Voici mes deux lettres en route pour la poste. Je me sens tout à fait soulagé; je respire plus librement; je reprends possession de moi-même! Chantez joyeusement petits oiseaux; un ami est là qui vous écoute!
Avec deux jours de loisirs devant soi, peut-être trois, il est permis de songer à tirer parti de certaine dose d’observation dont, en pays étranger, le voyageur, volontaire ou involontaire, se croit toujours suffisamment pourvu.
Le voyageur à poste fixe, celui qui durant des mois entiers séjourne dans un pays, peut juger sainement de ses institutions, de ce qui fait sa force et son essence, étudier à fond son organisation morale ou politique; mais pour juger des surfaces, des oppositions de mœurs et d’habitudes avec les autres pays, le voyageur au pied levé a l’avantage. Il n’a pas eu le temps de participer aux coutumes de la localité, de s’y faire; tout ce qui est étrangeté (j’emploie ici le mot dans sa bonne acception) le saisit brusquement et au vif.
Sans sortir de ma chambre, allons à la découverte! Je regarde ma porte, et déjà je m’étonne. A la partie supérieure de ma serrure s’élève horizontalement une branche de fer, qui joue là le rôle du pêne chez nous. Vous laissez tomber votre main dessus, la porte s’ouvre. Vous n’avez pas à tirer un bouton, souvent rétif, ou à tourner une poignée qui vous laisse aux doigts une odeur de cuivre. Le poids de la main suffit; au besoin on ouvrirait avec le coude.
Je trouve ce mécanisme bien supérieur aux nôtres dans les instruments du même genre. Autre perfectionnement! Ma serrure est compliquée d’un verrou, placé en dessous, à la place du pêne, et qui glisse facilement dans la gâche. Par ce moyen si simple on évite ces verrous massifs qui encrassent et fatiguent les chambranles de nos portes.
Immédiatement je pris note de ma serrure.
Ma chambre est à la fois décorée d’un poêle et d’une cheminée. La cheminée ressemble à toutes les cheminées et ne mérite aucune remarque particulière. Il n’en est pas ainsi du poêle. Étroit et grêle, montant du parquet au plafond, comme un pilastre de faïence, que fait-il là, engagé dans la muraille? Je ne lui découvre d’autres ouvertures, de mon côté, que des bouches de chaleur. On l’allume (et c’est là ce que je glorifie en lui!), on l’allume en dehors, par la galerie qui règne le long des chambres. Si vous mettez à profit cette excellente invention, mes chers compatriotes, je ne regretterai pas ma station forcée à Carlsruhe; vous ne risquerez plus de voir votre domestique venir, le matin, troubler et enfumer votre sommeil. Après une nuit froide ou humide, vous vous réveillerez, comme par enchantement, au milieu d’une douce atmosphère, et si vous jugez à propos de faire flamber votre cheminée, ce sera seulement par sybaritisme et pour vous réjouir la vue.
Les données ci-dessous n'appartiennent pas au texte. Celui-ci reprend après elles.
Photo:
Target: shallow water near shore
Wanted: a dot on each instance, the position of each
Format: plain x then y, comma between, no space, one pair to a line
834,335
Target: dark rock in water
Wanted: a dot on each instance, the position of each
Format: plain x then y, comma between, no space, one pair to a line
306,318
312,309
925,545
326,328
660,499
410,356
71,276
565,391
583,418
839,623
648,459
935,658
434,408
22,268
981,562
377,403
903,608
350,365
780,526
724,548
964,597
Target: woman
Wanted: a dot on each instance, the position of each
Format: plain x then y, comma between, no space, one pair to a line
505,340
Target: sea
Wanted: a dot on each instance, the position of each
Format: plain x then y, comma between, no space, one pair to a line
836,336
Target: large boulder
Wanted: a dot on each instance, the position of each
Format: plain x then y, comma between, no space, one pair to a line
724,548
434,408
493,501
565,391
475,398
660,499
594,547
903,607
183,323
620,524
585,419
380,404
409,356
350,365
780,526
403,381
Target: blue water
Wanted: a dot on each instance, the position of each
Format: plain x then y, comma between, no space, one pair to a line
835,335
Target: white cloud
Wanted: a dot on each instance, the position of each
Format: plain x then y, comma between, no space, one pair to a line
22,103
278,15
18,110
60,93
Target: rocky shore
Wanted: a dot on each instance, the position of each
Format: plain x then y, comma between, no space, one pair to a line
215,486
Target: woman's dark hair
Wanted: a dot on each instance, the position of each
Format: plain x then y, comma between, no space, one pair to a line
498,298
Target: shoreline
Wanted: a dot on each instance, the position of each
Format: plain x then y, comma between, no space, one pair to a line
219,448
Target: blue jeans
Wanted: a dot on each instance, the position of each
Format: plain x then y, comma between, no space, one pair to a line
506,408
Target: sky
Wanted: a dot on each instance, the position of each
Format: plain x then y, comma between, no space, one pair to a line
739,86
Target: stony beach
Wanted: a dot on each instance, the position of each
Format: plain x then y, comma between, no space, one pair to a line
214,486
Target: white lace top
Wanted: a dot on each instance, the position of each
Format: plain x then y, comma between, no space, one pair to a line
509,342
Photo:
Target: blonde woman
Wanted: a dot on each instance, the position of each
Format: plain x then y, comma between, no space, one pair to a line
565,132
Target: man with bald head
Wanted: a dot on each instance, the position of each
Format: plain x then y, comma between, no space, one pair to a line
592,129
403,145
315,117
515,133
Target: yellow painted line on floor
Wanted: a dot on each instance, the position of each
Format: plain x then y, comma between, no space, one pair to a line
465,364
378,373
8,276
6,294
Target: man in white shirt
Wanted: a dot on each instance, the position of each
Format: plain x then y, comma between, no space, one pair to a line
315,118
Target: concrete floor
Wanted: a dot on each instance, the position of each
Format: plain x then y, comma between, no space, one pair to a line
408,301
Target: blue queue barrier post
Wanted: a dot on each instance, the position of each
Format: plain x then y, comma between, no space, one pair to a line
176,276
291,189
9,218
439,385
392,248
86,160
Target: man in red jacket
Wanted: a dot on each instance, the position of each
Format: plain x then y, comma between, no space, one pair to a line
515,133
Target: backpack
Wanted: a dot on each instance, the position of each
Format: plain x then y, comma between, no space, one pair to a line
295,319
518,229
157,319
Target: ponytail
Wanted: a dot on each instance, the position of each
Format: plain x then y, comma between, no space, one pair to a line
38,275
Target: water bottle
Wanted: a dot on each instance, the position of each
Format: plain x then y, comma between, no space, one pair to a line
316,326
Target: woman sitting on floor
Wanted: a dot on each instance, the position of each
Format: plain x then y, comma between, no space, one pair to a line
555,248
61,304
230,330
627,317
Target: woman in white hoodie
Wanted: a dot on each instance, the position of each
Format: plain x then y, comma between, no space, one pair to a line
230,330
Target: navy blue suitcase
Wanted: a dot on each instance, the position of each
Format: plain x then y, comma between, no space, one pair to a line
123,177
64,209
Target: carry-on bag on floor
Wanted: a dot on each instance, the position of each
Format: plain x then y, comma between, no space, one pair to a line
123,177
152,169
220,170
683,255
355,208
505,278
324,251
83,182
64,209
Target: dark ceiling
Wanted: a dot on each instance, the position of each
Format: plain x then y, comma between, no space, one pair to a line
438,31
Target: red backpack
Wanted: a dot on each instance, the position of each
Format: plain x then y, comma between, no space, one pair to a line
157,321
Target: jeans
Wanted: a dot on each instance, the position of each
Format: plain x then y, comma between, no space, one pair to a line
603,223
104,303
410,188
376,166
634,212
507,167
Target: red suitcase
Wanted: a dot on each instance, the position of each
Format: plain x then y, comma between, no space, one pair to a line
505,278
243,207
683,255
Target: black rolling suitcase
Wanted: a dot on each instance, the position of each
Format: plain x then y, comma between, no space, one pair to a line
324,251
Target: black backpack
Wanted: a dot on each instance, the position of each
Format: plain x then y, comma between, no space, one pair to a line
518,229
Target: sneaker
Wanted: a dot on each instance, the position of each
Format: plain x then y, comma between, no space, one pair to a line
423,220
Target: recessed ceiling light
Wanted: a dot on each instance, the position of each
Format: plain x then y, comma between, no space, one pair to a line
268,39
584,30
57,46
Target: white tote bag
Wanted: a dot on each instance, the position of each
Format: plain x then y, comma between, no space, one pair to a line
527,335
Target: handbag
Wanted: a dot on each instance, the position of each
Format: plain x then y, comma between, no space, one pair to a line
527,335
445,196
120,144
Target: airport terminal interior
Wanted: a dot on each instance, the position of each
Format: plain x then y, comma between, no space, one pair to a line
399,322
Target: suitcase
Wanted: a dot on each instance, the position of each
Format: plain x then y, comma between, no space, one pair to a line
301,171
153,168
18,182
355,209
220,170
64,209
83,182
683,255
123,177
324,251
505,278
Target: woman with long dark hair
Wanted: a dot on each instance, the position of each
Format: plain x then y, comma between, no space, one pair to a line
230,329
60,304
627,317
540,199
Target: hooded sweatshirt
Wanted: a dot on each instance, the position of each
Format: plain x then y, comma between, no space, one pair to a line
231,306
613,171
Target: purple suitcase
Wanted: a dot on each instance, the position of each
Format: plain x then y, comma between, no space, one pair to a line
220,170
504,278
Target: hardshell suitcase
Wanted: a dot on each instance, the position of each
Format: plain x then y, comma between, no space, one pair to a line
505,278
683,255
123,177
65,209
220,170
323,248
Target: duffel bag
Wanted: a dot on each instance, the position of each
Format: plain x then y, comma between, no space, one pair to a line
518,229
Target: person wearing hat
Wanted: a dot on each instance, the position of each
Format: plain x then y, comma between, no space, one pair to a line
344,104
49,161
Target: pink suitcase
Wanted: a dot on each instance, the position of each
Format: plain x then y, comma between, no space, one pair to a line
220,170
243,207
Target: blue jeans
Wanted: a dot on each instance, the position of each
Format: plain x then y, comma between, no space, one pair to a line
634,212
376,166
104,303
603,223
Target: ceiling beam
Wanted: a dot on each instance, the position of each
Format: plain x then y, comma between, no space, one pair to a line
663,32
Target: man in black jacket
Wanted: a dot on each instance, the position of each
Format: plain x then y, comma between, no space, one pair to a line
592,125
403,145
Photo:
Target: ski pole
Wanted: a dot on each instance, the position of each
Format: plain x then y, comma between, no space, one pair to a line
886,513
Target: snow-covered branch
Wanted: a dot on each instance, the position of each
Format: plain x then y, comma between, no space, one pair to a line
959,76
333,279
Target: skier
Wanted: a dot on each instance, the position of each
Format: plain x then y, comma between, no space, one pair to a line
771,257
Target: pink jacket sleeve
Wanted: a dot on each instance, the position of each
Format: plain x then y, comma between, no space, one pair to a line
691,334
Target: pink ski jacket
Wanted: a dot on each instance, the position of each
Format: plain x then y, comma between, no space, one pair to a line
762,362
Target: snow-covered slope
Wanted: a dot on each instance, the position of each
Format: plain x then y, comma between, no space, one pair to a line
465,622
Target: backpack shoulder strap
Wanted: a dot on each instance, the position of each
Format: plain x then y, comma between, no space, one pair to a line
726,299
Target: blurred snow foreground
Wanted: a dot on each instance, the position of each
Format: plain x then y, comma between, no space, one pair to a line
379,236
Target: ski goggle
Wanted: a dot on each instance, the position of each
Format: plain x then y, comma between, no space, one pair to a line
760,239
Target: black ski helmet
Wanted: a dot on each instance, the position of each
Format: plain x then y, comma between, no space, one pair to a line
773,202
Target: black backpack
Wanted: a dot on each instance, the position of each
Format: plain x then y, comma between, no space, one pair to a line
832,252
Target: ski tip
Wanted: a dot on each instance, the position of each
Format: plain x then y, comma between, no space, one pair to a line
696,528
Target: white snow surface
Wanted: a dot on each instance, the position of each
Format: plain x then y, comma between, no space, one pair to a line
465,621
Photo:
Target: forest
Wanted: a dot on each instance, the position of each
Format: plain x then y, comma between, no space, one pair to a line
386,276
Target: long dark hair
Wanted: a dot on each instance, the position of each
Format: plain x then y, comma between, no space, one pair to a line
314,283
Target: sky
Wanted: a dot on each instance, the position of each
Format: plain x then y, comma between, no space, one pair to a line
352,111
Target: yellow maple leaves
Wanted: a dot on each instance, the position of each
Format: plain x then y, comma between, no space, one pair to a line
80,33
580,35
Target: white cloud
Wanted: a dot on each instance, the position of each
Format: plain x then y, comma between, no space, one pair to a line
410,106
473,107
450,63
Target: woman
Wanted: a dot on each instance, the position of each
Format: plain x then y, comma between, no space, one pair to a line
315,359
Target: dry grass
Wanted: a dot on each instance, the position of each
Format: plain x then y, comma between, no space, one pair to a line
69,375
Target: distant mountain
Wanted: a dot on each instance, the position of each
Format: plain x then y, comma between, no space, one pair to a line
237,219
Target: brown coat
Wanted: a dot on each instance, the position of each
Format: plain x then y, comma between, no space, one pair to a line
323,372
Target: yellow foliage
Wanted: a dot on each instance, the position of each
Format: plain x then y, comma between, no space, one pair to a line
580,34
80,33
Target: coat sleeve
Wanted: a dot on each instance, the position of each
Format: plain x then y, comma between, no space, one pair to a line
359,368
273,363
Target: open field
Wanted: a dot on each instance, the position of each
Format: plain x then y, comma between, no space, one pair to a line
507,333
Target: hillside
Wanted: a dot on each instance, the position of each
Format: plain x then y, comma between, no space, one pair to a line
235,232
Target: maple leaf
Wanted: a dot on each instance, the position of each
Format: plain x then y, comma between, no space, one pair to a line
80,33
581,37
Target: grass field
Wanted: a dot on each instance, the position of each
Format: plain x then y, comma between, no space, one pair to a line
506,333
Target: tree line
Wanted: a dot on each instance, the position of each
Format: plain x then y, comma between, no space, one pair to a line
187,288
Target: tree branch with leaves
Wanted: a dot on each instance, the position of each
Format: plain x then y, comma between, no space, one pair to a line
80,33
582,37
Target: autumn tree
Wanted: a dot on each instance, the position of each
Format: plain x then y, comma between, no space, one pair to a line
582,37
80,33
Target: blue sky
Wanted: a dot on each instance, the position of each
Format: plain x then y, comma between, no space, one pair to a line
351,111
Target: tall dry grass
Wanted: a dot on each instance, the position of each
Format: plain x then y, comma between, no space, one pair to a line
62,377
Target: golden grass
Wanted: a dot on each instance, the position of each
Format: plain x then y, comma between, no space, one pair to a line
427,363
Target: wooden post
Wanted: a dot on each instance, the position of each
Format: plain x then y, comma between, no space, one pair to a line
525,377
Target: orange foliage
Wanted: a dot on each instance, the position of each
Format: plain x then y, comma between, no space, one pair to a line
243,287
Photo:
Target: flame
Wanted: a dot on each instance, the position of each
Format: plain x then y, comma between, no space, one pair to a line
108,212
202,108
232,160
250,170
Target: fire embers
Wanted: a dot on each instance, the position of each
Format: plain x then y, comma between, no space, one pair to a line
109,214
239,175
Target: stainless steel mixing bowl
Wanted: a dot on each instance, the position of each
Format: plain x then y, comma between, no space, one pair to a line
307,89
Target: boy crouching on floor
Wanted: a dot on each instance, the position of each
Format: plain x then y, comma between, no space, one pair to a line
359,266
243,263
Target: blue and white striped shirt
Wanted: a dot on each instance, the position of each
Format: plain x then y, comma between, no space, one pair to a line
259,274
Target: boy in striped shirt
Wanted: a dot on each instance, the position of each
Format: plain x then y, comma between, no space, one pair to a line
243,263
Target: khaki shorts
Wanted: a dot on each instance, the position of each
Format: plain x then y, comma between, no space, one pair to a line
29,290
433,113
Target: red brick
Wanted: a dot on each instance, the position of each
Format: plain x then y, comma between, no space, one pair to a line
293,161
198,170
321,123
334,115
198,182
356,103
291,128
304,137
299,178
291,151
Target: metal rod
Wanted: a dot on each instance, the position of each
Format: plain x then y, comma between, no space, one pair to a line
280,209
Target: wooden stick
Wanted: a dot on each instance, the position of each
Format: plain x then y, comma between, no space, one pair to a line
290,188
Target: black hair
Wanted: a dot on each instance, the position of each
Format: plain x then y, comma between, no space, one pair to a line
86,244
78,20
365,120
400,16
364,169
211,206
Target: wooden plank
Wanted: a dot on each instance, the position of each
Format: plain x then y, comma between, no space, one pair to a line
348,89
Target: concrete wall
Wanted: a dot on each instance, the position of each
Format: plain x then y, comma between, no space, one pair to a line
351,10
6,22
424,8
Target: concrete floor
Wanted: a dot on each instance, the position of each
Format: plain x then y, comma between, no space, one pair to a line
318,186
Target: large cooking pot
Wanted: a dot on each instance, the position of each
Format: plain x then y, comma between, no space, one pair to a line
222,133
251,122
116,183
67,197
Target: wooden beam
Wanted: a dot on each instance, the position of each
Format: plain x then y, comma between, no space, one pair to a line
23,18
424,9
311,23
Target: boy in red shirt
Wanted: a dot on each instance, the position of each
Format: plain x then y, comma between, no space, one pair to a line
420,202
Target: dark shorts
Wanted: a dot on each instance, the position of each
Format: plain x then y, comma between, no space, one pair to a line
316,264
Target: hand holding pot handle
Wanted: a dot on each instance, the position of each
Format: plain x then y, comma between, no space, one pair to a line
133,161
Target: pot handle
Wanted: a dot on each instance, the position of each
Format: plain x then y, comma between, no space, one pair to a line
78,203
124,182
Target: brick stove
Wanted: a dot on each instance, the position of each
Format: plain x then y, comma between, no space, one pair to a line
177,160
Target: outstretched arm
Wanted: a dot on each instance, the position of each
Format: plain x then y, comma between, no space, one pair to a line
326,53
Quoique né curieux, très-curieux (c’est mon vice radical; mais je lui ai dû tant de jouissances que l’heure du repentir n’a pas encore sonné pour moi), je signalerai moins honorablement cette petite glace oblique placée en dehors de la vitre, et commune à toutes les maisons de Carlsruhe, meuble commode, distrayant, mais immoral, qui vous met à même de voir sans être vu, et livre à votre merci les mystères de la voie publique. Il présente toutefois cet avantage réel. Un visiteur vous arrive; prévenu par votre espion, vous avez tout le temps nécessaire pour vous préparer à le recevoir convenablement, et mieux encore, si c’est un fâcheux ou un créancier, pour lui faire défendre votre porte.
Après ce mûr examen de mon mobilier, n’y trouvant plus rien à relever, la main sur la conscience, à mon poêle en pilastre je donne le premier prix, le second à la serrure à verrou et au pêne horizontal; quant à la glace oblique, je la mets hors de concours.
A mon retour à Paris, cependant, il se pourrait bien que j’en fisse orner les deux côtés de la fenêtre de mon cabinet, qui donne sur la rue Vendôme.
Pour m’essayer au jeu du miroir, tout en faisant ma barbe devant la croisée, je jette de droite et de gauche un regard dans ma double glace; de droite et de gauche le joli boulevard d’Ettlingen se développe à mes yeux dans une partie de sa longueur.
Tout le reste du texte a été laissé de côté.